Anxiety Reframe

When it comes to anxiety, sometimes it’s helpful to remember that, for all our innovation and genius, we are still just fancy animals. We share neurochemical circuits with crustaceans. We perceive threat with the same brain regions as other mammals. We have key features that separate us, but the overwhelming majority of our physiological and behavioral makeup is shared with the rest of the animal kingdom.

Why does this help? Well, for starters, it means that your moments of anxiety are designed, not destroy you, but to keep you safe.
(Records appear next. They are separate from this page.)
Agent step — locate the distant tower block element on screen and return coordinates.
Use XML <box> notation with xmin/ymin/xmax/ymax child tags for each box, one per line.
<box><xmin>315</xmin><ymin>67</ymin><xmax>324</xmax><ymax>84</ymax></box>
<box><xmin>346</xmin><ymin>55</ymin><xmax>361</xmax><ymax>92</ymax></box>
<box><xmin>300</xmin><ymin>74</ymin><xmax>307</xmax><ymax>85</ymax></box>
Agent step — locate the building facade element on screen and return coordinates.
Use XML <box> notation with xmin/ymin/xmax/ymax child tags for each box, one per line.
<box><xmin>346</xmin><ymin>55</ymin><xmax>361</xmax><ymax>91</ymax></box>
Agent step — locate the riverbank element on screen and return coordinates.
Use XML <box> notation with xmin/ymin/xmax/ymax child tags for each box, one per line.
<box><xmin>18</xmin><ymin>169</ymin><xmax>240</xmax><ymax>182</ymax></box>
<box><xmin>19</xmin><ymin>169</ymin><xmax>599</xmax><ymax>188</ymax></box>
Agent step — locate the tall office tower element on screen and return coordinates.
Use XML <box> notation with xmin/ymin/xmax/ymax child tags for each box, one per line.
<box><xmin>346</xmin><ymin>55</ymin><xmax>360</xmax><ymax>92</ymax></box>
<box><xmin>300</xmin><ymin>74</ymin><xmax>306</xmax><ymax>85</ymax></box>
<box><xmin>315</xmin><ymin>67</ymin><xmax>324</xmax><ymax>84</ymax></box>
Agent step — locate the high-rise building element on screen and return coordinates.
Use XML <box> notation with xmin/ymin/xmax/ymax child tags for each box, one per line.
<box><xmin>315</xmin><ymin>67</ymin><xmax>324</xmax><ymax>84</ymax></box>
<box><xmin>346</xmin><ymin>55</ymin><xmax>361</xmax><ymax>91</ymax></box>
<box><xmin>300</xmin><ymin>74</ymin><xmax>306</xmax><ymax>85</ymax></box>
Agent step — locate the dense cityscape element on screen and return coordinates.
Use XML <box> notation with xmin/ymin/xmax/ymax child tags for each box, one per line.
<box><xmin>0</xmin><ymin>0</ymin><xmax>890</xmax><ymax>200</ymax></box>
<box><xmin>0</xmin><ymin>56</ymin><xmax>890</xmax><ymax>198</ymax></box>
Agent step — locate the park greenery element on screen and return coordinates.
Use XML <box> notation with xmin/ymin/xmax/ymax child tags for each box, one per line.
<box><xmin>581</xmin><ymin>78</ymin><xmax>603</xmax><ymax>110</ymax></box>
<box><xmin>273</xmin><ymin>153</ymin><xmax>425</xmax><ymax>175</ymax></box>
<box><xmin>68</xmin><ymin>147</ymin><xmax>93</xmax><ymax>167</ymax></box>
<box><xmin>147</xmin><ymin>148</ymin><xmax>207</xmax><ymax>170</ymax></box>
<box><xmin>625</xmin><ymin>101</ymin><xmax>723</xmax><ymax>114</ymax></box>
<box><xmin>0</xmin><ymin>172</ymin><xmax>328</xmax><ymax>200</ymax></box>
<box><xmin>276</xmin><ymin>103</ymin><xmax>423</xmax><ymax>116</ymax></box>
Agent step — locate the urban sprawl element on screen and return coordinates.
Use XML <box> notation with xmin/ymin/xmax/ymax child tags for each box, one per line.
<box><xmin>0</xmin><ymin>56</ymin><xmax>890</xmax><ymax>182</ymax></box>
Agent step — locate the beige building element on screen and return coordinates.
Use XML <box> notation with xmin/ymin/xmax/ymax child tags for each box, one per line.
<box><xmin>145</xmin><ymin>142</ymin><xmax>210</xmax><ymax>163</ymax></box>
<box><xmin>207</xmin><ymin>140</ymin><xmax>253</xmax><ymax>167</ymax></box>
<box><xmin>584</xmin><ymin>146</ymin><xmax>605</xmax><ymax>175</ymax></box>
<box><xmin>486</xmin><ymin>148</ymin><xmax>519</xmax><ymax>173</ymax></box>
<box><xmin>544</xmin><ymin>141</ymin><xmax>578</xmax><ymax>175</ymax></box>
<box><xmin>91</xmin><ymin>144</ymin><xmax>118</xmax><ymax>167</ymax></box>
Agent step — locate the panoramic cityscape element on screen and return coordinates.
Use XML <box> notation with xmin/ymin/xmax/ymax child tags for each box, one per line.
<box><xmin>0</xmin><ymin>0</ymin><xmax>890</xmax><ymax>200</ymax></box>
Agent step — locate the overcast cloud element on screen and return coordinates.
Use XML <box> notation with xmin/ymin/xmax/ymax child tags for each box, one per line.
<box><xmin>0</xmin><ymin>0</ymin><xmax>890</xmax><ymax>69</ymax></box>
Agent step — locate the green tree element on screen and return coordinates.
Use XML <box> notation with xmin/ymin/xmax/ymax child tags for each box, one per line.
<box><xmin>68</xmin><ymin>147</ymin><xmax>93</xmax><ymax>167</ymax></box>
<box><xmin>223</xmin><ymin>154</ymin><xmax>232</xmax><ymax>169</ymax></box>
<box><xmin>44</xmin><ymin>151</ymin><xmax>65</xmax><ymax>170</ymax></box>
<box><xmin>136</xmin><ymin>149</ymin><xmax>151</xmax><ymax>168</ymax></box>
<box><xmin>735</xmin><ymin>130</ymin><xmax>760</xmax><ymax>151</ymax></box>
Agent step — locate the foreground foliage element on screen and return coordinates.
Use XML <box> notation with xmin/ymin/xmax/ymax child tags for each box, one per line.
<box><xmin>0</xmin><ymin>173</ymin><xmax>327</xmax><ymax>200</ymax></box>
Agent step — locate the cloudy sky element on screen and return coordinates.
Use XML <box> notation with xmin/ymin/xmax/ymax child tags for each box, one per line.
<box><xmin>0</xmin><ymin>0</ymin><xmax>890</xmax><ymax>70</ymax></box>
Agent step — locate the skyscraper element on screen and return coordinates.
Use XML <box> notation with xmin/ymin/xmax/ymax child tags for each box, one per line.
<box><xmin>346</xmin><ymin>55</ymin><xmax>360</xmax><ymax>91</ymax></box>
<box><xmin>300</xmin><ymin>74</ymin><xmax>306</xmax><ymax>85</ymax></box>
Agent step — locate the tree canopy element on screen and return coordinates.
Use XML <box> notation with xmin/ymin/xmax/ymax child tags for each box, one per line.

They don’t come from a malevolent force that hates you and wants to see you suffer but instead come from millennia of evolution; refining a system to detect possible dangers and warn you of them.

Sure, a hyper vigilant alarm system is a little mismatched for the environments of modern living, but consider for how much of our evolutionary history anxiety kept our ancestors alive. It was profoundly helpful. In fact, they likely lived to be our ancestors BECAUSE they were more cautious than their non-anxious counterparts.

This doesn’t solve the problems posed by anxiety, but it can help to know that anxiety doesn’t mean you have a problem with your humanity. It is a fundamental human trait.

Sometimes it‘a easier to tolerate anxious feelings when we consider the thousands of generations of our ancestors who fought and struggled to survive, developing these circuits in the first place; and that perhaps now, it is your duty to continue in that line and evolve to transcend them.